Can anyone please give me tips on how to show that the sequence $s =(1,1,1,1,0,0,\cdots)$ is not a moment sequence even though this sequence $s$ is positive definite. I know by Hamburger's theorem that a sequence is a moment sequence if and only if it is positive definite.
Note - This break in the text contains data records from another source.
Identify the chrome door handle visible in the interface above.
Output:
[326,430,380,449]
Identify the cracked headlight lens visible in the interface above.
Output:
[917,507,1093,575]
In other word, positive definite sequences and moment sequences are the same but the question says show that it is not a moment sequence.

Answer 1

By the Cauchy-Schwarz inequality, a moment sequence has to be midpoint-log-convex: $$ \mathbb{E}[|X|^n]\cdot\mathbb{E}[|X|^{n+2}]\geq \mathbb{E}[|X|^{n+1}]^2 $$ i.e. has to fulfill a reversed Newton's inequality.
The sequence $1,1,\color{green}{1},\color{red}{1},\color{green}{0},0,0,\ldots$ has an evident issue.

You may also notice that the matrix $$ M = \begin{pmatrix} 1& 1 & 1 & 1 \\ 1 & \color{purple}{1} & \color{purple}{1} & 0 \\ 1 & \color{purple}{1} & \color{purple}{0} &0 \\ 1 & 0 & 0 & 0 \end{pmatrix}$$ is not positive definite since $-1$ is one of its eigenvalues / since the purple minor has determinant $-1$.